Is There a Future CEO in P&G's Reshuffled Ranks?

Returning CEO Lafley is expected to groom his successor from among seven newly elevated executives
Procter & Gamble CEO A.G. Lafley Photograph by Shannon Stapleton/Corbis

Two weeks into his new/old job as Procter & Gamble’s chief executive officer, A.G. Lafley appears to be lining up his replacement. In the first big move since P&G’s board summoned its former CEO out of retirement to replace Bob McDonald, Lafley announced a major reorganization to focus on four main business areas: baby, feminine, and family care; beauty; health and grooming; and fabric and home care.

Under McDonald, who succeeded Lafley in 2009, P&G struggled with weak growth and market share losses in many developed markets. The changes, effective July 1, “will help us get closer to consumers and become more agile with customers,” Lafley said yesterday in a statement that identified seven executives. Part of Lafley’s role upon his return was to identify and groom the next CEO. One executive dealt out was the head of pet care, Jorge Mesquita, who is leaving “to pursue outside interests,” P&G said.

The newly elevated executives, with biographies (pdfs) linked to their names:

Martin Riant, 54, will oversee baby, feminine and family care.

Deborah Henretta, 52, will be in charge of beauty.

David Taylor, 55, will head health and grooming.

Giovanni Ciserani, 50, will oversee fabric and home care.

Dimitri Panayotopoulos, 61, the vice chairman of global business units, was promoted to vice chairman and adviser to Lafley.

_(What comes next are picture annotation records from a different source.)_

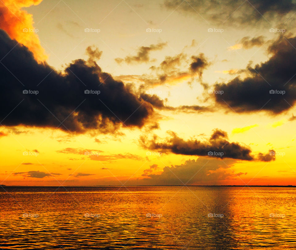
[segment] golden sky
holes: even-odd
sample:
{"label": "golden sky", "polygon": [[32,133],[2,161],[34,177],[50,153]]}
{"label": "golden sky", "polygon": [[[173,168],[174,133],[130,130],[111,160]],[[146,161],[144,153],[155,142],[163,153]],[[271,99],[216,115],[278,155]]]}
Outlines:
{"label": "golden sky", "polygon": [[265,2],[3,0],[1,184],[296,184],[296,8]]}

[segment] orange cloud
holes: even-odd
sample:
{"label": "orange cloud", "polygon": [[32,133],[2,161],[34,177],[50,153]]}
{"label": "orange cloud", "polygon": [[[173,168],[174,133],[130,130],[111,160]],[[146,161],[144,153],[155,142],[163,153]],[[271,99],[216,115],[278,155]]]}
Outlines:
{"label": "orange cloud", "polygon": [[35,59],[43,62],[47,58],[40,44],[38,30],[33,26],[32,15],[22,8],[39,4],[42,0],[2,0],[0,1],[0,29],[5,31],[31,51]]}

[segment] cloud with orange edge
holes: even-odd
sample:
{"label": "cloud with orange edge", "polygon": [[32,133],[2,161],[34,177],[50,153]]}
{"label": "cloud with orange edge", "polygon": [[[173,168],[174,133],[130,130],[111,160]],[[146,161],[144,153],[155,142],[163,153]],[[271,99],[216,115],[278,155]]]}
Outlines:
{"label": "cloud with orange edge", "polygon": [[6,31],[10,38],[15,39],[33,53],[39,62],[47,58],[40,44],[37,30],[33,26],[31,14],[21,9],[39,4],[42,0],[2,0],[0,1],[0,29]]}

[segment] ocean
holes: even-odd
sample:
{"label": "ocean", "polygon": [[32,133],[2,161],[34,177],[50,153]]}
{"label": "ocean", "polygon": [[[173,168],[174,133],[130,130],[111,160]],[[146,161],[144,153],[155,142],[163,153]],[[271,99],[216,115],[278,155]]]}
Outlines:
{"label": "ocean", "polygon": [[0,187],[0,249],[296,249],[296,188]]}

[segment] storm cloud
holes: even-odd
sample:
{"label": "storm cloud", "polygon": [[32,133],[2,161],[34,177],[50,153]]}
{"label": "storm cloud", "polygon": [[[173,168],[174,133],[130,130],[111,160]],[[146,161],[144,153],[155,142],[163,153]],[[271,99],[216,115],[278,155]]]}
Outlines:
{"label": "storm cloud", "polygon": [[264,110],[275,115],[290,109],[296,100],[295,47],[296,37],[280,37],[269,47],[268,60],[248,67],[248,77],[214,85],[216,102],[238,113]]}
{"label": "storm cloud", "polygon": [[269,158],[269,157],[262,153],[258,156],[260,157],[252,155],[252,151],[249,147],[238,142],[230,142],[227,133],[217,129],[214,130],[207,141],[201,141],[195,138],[185,141],[174,132],[168,131],[168,133],[169,137],[163,140],[155,135],[150,139],[142,136],[139,140],[140,145],[150,150],[176,154],[208,156],[246,161],[257,160],[266,161],[265,160],[268,159],[270,160],[275,159],[274,155],[273,156],[273,157]]}
{"label": "storm cloud", "polygon": [[[89,54],[99,57],[99,51],[90,50]],[[26,47],[1,30],[0,58],[2,125],[105,133],[121,126],[142,127],[153,112],[95,62],[90,65],[78,59],[58,72],[37,63]]]}

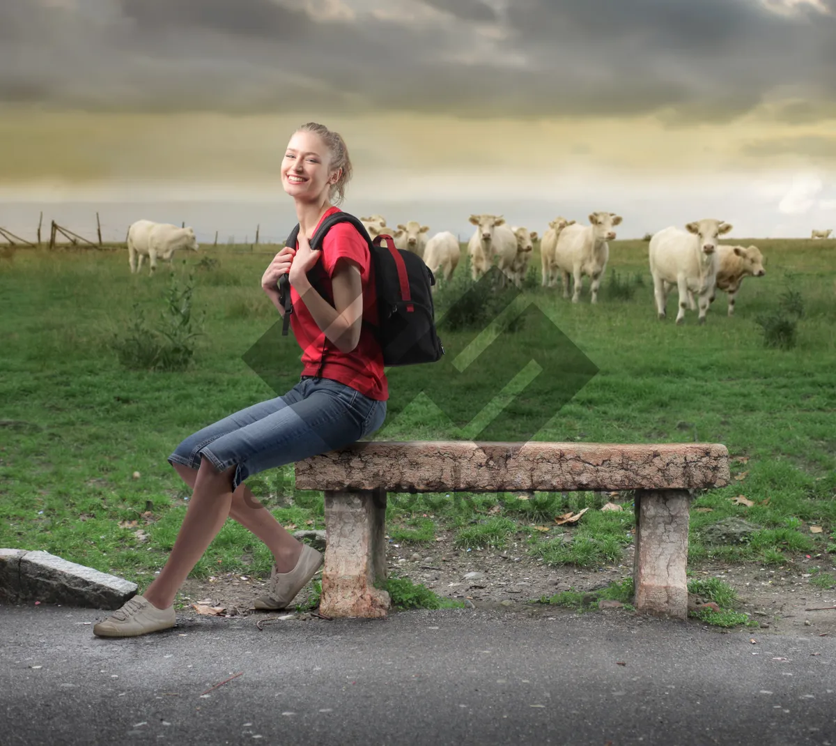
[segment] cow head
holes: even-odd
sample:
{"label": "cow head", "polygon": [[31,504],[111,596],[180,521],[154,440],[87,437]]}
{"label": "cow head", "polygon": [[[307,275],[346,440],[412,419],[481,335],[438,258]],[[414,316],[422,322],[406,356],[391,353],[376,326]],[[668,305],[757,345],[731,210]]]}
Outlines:
{"label": "cow head", "polygon": [[743,261],[743,271],[752,277],[763,277],[767,270],[763,268],[763,255],[757,246],[744,248],[736,246],[734,253]]}
{"label": "cow head", "polygon": [[421,233],[426,233],[430,230],[430,226],[421,225],[415,220],[409,221],[406,225],[398,224],[398,235],[406,234],[406,248],[413,251],[418,248],[418,238]]}
{"label": "cow head", "polygon": [[502,215],[471,215],[470,222],[478,226],[482,243],[490,243],[493,240],[493,229],[497,225],[503,225],[505,218]]}
{"label": "cow head", "polygon": [[721,220],[706,217],[705,220],[696,220],[686,225],[689,233],[697,238],[697,246],[700,251],[706,254],[712,254],[717,248],[717,239],[731,231],[732,226]]}
{"label": "cow head", "polygon": [[[514,231],[517,237],[517,253],[528,253],[534,250],[533,238],[528,228],[519,227]],[[534,234],[535,236],[537,233]]]}
{"label": "cow head", "polygon": [[615,231],[613,228],[619,225],[621,220],[621,216],[614,212],[599,212],[589,215],[589,224],[598,241],[614,241]]}

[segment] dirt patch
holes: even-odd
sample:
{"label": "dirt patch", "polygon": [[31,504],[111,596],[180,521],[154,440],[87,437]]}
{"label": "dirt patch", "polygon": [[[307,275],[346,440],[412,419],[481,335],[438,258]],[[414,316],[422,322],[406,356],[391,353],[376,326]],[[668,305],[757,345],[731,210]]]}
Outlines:
{"label": "dirt patch", "polygon": [[[548,567],[542,560],[527,555],[522,543],[509,544],[503,551],[461,549],[453,544],[453,534],[439,533],[432,546],[390,543],[387,564],[390,575],[408,577],[414,583],[431,588],[438,595],[470,601],[477,609],[504,609],[508,611],[548,614],[573,613],[560,607],[532,604],[542,596],[563,590],[590,592],[632,575],[633,546],[628,547],[618,565],[599,568]],[[689,568],[691,578],[721,578],[737,593],[735,607],[747,611],[759,622],[758,634],[798,633],[836,636],[836,609],[807,611],[836,606],[836,588],[823,590],[811,584],[813,570],[836,575],[829,555],[802,554],[782,567],[757,564],[709,564]],[[317,578],[319,576],[317,575]],[[227,574],[212,580],[188,580],[181,590],[185,604],[210,601],[223,606],[231,616],[264,613],[252,608],[252,600],[267,589],[266,578]],[[294,599],[304,604],[313,598],[308,585]],[[181,613],[196,614],[191,606]],[[295,613],[293,608],[272,616]],[[599,613],[630,613],[623,611]],[[694,624],[701,624],[691,620]],[[752,630],[753,631],[753,630]]]}

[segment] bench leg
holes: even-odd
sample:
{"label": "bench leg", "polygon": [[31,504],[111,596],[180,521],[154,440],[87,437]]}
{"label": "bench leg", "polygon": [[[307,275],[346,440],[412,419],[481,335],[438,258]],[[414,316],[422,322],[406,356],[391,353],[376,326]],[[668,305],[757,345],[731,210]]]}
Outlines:
{"label": "bench leg", "polygon": [[633,584],[637,611],[688,617],[686,489],[637,490]]}
{"label": "bench leg", "polygon": [[319,611],[325,616],[386,616],[386,493],[325,492],[325,563]]}

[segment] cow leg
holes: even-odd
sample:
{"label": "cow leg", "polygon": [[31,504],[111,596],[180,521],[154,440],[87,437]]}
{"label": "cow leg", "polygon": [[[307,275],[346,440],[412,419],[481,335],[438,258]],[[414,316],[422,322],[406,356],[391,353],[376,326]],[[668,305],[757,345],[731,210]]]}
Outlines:
{"label": "cow leg", "polygon": [[598,288],[601,284],[601,273],[594,274],[589,283],[589,292],[592,294],[592,302],[598,303]]}
{"label": "cow leg", "polygon": [[706,314],[708,313],[708,307],[711,304],[711,300],[709,300],[709,298],[711,297],[709,295],[711,291],[709,290],[708,293],[704,293],[700,295],[700,316],[698,319],[698,323],[700,324],[706,323]]}
{"label": "cow leg", "polygon": [[667,283],[665,282],[659,275],[653,275],[653,296],[656,299],[656,313],[659,314],[660,319],[665,319],[667,316],[667,312],[665,310],[665,307],[668,303],[668,289],[665,287]]}
{"label": "cow leg", "polygon": [[679,289],[679,310],[676,314],[676,323],[681,324],[685,320],[685,309],[688,306],[688,281],[684,275],[680,275],[676,278],[676,287]]}
{"label": "cow leg", "polygon": [[580,300],[580,291],[584,289],[584,275],[580,268],[574,270],[574,290],[572,293],[572,302],[578,303]]}

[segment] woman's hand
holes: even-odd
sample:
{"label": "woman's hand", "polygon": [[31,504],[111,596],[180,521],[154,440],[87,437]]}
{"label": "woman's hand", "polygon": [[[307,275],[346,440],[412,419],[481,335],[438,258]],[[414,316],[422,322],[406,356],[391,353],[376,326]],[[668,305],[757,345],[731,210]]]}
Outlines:
{"label": "woman's hand", "polygon": [[298,287],[300,284],[304,287],[307,281],[306,275],[313,268],[322,253],[320,249],[314,251],[311,248],[308,237],[302,232],[299,232],[298,246],[298,251],[296,252],[290,272],[288,273],[290,284],[294,288]]}
{"label": "woman's hand", "polygon": [[264,274],[262,275],[262,288],[264,290],[278,292],[278,278],[283,274],[290,272],[290,266],[293,261],[293,255],[296,249],[289,246],[285,246],[269,263]]}

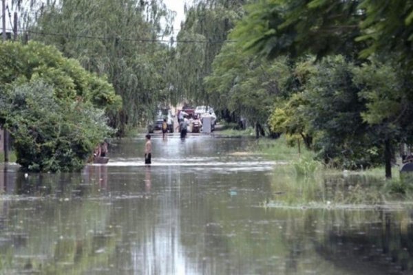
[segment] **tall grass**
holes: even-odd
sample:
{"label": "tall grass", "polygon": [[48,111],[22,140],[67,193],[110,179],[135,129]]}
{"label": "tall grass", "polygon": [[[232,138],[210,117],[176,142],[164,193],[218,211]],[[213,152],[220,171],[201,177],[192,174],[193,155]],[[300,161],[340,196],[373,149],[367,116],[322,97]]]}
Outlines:
{"label": "tall grass", "polygon": [[[17,157],[14,151],[9,152],[9,162],[16,162]],[[0,163],[4,162],[4,152],[0,152]]]}
{"label": "tall grass", "polygon": [[282,135],[276,140],[260,139],[255,144],[255,149],[273,160],[297,161],[302,157],[306,160],[314,159],[313,152],[307,150],[304,146],[301,146],[299,152],[297,146],[291,146]]}

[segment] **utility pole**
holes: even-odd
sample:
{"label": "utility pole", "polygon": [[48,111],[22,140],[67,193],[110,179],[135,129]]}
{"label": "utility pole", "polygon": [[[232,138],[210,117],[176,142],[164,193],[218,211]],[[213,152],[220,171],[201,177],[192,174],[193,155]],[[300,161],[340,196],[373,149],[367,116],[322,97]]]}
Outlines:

Melanie Healey, 52, P&G’s group president of North America and Global Hyper, Super and Mass Channel, will now report directly to the CEO.

Werner Geissler, 60, vice chairman of global operations, will continue reporting to Lafley.

Analysts have reason to think one of the seven executives will succeed Lafley in the next few years. All have been with the company for decades. Healey, who was born in Brazil, counts as the “newest” executive hire with 23 years at P&G. Panayotopoulous, who began as a P&G salesman in England, has been at the company 36 years. During its 176-year history, every P&G CEO has either been an internally groomed candidate or a relative of William Procter or James Gamble, the immigrants who married sisters and founded the company in 1837 in Cincinnati.

Lafley has no specific timetable for how long he’ll remain CEO, P&G spokesman Paul Fox said today. “He has said this is criteria-driven, not schedule driven,” Fox said. “When he and the board believe he’s achieved the objectives … then I think they’ll reconsider it.”